When Congress borrows terms of art from the common law, “it presumably knows and adopts the cluster of ideas” that are attached to them. Morissette v. United States, 342 U.S. 246, 263, 72 S.Ct. 240, 249, 96 L.Ed. 288 (1952). Accordingly, in the prosecution of a public official under the Hobbs Act, the Government is required to prove corrupt or criminal intent on the part of the accused, i.e., an intent to do knowingly and willfully that which is condemned as wrong by law. See United States v. Price, 617 F.2d 455, 460 (7th Cir.1979); United States v. Adcock, 558 F.2d 397, 402 (8th Cir.), cert. denied, 434 U.S. 921, 98 S.Ct. 395, 54 L.Ed.2d 277 (1977). If the Hobbs Act, as thus interpreted, is charged Correctly, no public official will be convicted for accepting without a quid pro quo a cigar, a cigarette, a hot dog, or even a trip to Disneyland.

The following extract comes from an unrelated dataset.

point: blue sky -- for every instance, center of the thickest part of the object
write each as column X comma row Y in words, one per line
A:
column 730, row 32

Moreover, if the gift is sufficiently modest that it does not deplete the resources of the giver and elicits no action of any sort in response, it is unlikely to cause even the modest interference with interstate commerce that is an essential element of a Hobbs Act crime.
The majority quite properly is concerned about Hobbs Act charges being based upon small, unsolicited gratuities. I share their concern. However, the majority’s interpretation of the Act which requires “some action by the public official to induce the benefits given” and mandates that “extortion under color of official right [begin] with the public official,” applies to large benefits as well as small ones. Apparently, Second Circuit juries henceforth must be instructed that, if the idea for the gift— no matter how large the gift may be — originated in the mind of the giver rather than that of the public official, the jury must acquit. I doubt this is what Congress intended.
I suggest that, if our trial judges bear in mind that violation of the Hobbs Act is a malum in se offense, an essential element of which is the existence of mens rea, there will be no need for this Court to stand alone and apart from the other Circuits in its interpretation of the Act.